Doch Vorsicht: Die Pflicht zur Erfassung entbindet Arbeitnehmer nicht von der Beweislast. Das BAG hat klargestellt (Az. 5 AZR 359/21), dass Überstunden vor Gericht nur dann durchgesetzt werden können, wenn nachgewiesen wird, dass der Arbeitgeber sie angeordnet oder geduldet hat. Bloße Anwesenheit reicht nicht aus.
Was jetzt zu tun ist
Die Gemengelage aus Belastungsstudien, Steuerplänen und neuer Rechtsprechung stellt Personalabteilungen vor enorme Herausforderungen.

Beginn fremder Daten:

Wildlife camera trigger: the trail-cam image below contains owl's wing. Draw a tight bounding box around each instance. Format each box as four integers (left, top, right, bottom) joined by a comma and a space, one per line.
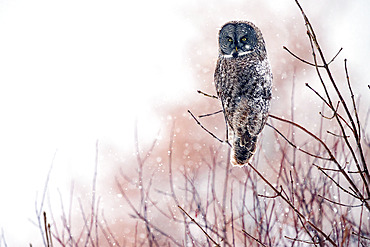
214, 58, 231, 130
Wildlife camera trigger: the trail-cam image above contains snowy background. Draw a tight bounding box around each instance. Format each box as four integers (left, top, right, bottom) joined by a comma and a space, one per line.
0, 0, 370, 246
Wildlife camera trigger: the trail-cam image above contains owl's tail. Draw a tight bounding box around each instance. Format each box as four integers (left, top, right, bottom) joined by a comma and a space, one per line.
231, 136, 257, 166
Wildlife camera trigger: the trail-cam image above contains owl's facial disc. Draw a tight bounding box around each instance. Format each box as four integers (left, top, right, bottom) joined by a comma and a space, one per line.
219, 23, 257, 58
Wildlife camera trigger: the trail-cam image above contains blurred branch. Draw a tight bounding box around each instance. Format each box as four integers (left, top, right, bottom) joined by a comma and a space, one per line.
177, 205, 221, 247
197, 90, 218, 99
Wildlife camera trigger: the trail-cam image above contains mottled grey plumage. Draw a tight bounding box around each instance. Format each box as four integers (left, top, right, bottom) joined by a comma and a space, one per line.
214, 21, 272, 165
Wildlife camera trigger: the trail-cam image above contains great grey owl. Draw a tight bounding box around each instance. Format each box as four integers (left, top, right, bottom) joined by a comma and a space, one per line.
214, 21, 272, 166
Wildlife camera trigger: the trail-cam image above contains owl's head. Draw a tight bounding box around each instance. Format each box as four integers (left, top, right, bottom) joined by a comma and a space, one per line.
219, 21, 265, 58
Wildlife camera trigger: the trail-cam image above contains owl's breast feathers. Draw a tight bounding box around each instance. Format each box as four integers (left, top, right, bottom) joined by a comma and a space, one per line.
214, 56, 272, 129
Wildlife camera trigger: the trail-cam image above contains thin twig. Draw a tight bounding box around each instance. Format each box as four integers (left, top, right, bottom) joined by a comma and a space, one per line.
177, 205, 221, 247
197, 90, 218, 99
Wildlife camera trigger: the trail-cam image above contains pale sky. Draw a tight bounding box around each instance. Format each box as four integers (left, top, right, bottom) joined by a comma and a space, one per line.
0, 0, 370, 246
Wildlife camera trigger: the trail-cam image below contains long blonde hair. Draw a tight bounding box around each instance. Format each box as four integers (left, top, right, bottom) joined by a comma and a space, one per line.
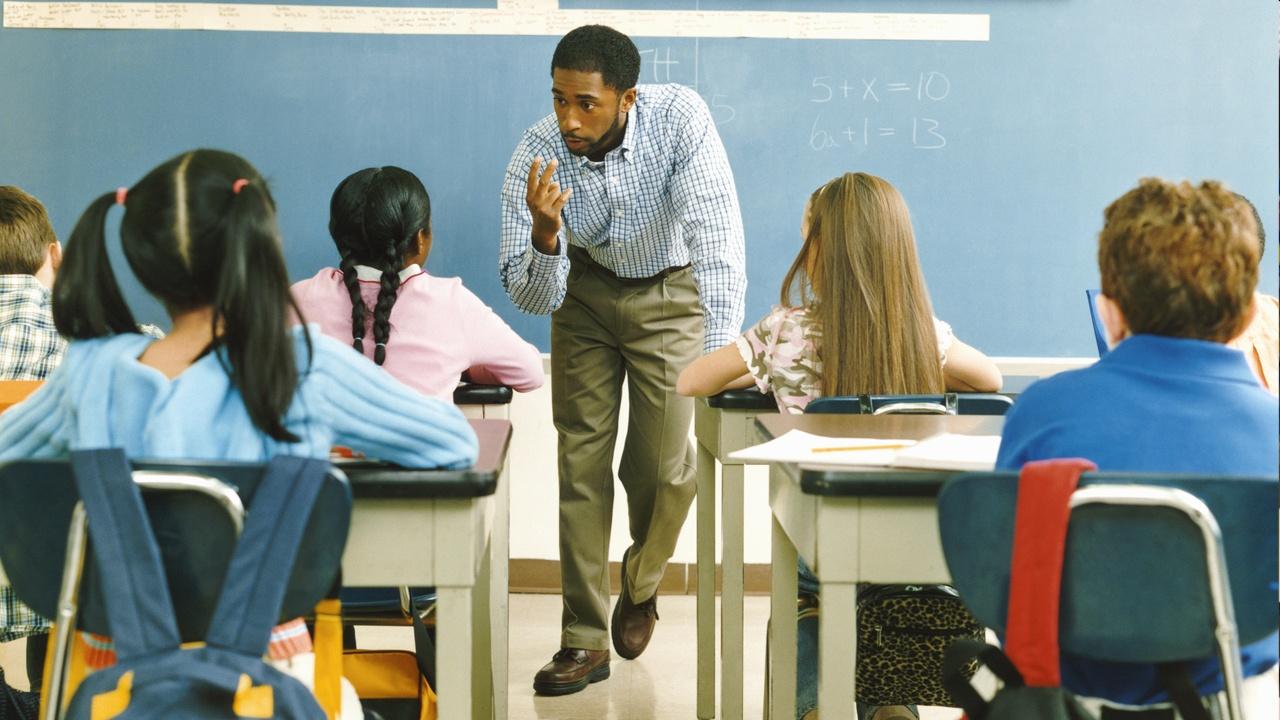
781, 173, 945, 396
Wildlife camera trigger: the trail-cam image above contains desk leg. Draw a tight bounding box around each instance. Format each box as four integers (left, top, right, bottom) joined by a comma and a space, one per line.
767, 512, 798, 720
818, 583, 858, 717
489, 458, 511, 720
471, 538, 497, 720
696, 443, 716, 720
721, 465, 745, 720
435, 587, 476, 720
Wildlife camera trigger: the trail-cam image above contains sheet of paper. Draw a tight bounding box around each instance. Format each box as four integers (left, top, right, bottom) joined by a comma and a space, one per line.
730, 430, 915, 466
892, 433, 1000, 471
4, 0, 991, 42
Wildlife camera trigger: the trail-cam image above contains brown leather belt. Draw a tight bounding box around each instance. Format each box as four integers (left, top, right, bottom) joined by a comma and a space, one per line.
570, 246, 690, 284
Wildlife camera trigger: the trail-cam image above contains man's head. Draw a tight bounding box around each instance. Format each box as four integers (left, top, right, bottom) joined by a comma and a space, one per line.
552, 26, 640, 160
1231, 192, 1267, 263
1098, 178, 1258, 342
0, 184, 61, 284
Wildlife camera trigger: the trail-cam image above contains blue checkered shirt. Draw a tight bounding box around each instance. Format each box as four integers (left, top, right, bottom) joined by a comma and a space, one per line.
0, 275, 67, 642
498, 85, 746, 351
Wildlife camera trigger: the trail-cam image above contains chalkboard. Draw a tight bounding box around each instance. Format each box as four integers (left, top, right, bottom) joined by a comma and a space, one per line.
0, 0, 1280, 356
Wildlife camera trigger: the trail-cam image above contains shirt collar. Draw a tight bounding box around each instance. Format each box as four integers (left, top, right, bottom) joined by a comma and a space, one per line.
578, 88, 640, 167
1098, 334, 1257, 384
0, 273, 52, 296
356, 263, 422, 282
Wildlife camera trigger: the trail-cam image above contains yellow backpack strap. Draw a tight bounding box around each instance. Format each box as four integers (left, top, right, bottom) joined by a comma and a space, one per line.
90, 670, 133, 720
315, 597, 342, 720
232, 673, 275, 720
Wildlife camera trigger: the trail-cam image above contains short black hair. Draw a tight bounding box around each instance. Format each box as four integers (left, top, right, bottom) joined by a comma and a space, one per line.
552, 26, 640, 91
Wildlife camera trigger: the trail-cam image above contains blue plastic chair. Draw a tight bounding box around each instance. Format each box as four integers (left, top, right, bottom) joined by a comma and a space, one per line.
805, 392, 1014, 415
0, 460, 352, 717
1084, 288, 1111, 357
938, 471, 1280, 719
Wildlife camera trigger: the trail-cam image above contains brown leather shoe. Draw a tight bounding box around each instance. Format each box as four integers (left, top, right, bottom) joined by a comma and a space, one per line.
609, 548, 658, 660
534, 647, 609, 694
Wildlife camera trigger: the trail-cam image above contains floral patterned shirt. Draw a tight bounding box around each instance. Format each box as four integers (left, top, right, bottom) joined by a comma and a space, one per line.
736, 306, 955, 414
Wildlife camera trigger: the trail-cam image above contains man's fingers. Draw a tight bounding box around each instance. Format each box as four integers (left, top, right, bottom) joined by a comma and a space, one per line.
529, 158, 543, 187
538, 158, 558, 184
552, 187, 573, 215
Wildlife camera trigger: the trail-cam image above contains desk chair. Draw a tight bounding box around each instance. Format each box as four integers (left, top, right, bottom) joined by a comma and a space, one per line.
938, 471, 1277, 720
805, 392, 1014, 415
0, 380, 45, 413
1084, 288, 1111, 357
0, 460, 351, 720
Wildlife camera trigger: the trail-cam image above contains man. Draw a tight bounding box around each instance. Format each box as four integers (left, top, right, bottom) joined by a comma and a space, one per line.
500, 26, 746, 694
0, 186, 67, 691
996, 178, 1280, 720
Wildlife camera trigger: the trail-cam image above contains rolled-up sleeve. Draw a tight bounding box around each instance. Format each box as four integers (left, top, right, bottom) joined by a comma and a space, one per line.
671, 94, 746, 352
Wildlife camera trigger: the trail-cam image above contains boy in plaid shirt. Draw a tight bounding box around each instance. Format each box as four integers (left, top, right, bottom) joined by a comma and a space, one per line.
0, 186, 67, 689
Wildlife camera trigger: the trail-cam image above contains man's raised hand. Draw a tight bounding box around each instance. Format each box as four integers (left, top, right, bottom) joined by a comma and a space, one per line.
525, 158, 573, 255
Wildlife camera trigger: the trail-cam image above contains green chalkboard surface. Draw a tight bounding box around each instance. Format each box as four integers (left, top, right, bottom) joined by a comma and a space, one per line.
0, 0, 1280, 356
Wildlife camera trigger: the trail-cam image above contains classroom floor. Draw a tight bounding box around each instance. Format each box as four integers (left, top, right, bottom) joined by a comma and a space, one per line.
0, 594, 960, 720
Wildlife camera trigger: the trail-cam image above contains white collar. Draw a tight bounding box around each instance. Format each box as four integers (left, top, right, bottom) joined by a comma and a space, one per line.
356, 263, 422, 282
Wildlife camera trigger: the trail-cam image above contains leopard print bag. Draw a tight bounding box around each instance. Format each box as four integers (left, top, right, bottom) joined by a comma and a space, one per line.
855, 585, 984, 707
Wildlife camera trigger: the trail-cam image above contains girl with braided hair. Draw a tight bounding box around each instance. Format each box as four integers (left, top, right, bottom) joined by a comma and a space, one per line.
0, 150, 477, 717
293, 165, 544, 398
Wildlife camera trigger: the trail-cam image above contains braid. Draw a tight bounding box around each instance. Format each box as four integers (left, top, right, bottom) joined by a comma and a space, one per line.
339, 252, 365, 355
374, 242, 402, 365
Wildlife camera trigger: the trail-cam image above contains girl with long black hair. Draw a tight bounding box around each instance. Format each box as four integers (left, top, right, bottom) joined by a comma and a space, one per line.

Die exakte Trennung von Regelarbeitszeit, zuschlagspflichtiger Mehrarbeit und steuerbegünstigten Überstunden erfordert moderne, digitale Systeme.
Beschäftigte, besonders in Teilzeit, sollten ihre Gehaltsabrechnungen genau prüfen. Unternehmen müssen 2026 nutzen, um ihre Prozesse rechtssicher aufzustellen: datenschutzkonforme Zeiterfassung einführen und alle Arbeitszeitmodelle überprüfen. Die Zukunft der Arbeitszeit wird davon abhängen, wie transparent und gesetzeskonform Betriebe ihre Strukturen gestalten.